Joan’s chair faced a mirror on the wall. “I hate this haircut,” she said. “I’m never going to Remio again. I can’t believe I went back to him. I said to him, just a trim, Remio. Don’t make it too short. He says he knows exactly what I mean. Next thing I know, I’m sitting there with a crew cut. I said, Remio! Look what you’ve done to me! He says with the first washing it’ll curl right up again.
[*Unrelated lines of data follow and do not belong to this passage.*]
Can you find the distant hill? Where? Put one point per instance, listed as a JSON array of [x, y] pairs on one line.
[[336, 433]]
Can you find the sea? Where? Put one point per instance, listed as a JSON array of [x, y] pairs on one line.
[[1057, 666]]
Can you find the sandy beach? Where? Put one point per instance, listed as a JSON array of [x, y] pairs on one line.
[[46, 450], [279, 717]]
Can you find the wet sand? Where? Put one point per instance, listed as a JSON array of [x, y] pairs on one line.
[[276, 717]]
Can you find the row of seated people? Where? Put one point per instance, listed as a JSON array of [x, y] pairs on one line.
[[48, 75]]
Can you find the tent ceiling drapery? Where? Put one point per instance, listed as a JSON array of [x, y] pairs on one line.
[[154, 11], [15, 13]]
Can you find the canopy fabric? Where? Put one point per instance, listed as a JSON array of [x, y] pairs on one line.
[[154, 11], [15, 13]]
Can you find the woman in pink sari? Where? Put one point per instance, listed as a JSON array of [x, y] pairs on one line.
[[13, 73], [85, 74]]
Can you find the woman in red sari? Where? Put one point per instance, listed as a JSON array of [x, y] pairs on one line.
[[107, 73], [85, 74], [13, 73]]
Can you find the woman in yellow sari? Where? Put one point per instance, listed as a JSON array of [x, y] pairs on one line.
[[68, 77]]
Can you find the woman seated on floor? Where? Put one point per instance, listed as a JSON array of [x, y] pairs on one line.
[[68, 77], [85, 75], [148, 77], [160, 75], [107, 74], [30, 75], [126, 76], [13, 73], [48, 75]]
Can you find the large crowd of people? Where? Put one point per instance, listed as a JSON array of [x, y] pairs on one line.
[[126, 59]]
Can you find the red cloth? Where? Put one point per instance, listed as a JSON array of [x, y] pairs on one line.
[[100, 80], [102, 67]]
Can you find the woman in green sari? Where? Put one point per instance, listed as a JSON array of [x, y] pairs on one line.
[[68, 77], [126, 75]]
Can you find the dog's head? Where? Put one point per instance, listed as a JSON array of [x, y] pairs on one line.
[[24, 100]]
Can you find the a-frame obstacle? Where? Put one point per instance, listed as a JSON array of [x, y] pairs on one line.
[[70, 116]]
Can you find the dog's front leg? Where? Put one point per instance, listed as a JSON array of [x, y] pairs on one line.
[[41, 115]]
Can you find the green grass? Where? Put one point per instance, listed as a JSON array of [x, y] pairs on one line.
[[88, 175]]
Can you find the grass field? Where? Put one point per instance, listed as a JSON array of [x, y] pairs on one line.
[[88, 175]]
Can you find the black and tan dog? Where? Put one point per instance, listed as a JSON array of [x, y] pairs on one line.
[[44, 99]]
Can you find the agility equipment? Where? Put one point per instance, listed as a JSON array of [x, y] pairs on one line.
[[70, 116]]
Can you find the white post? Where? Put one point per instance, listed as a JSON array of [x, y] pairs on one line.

So I go home. I’m telling you, I was walking along Seventh Avenue like some kind of criminal. I thought if I meet anyone I know I’ll drop dead. I go down into Penn Station and guess who’s there. Every day I take the train and never see a living soul, and just the day I look like an army recruit who do I see but that Linda Sudhalter person from Carnegie Tech who’s having that one-woman show.” Joan took a spoonful of cranberry sauce. “You know what she told me? She said going to Yale graduate school made all the difference to her. She said she never really took herself seriously as an artist until she went there. She said I should go. I felt like saying, oh, yeah, with what.” Joan paused to nibble the inside of her cheek for a beat or two. “Anyway, there I am talking to her like nothing’s the matter. After a while, I couldn’t help bursting out with, Linda, don’t you notice anything strange? She said, what. I said, my hair! Hasn’t it occurred to you that you’re talking to a person with a weird crew cut? She didn’t even notice. Some artist, huh? I never liked her work anyway.”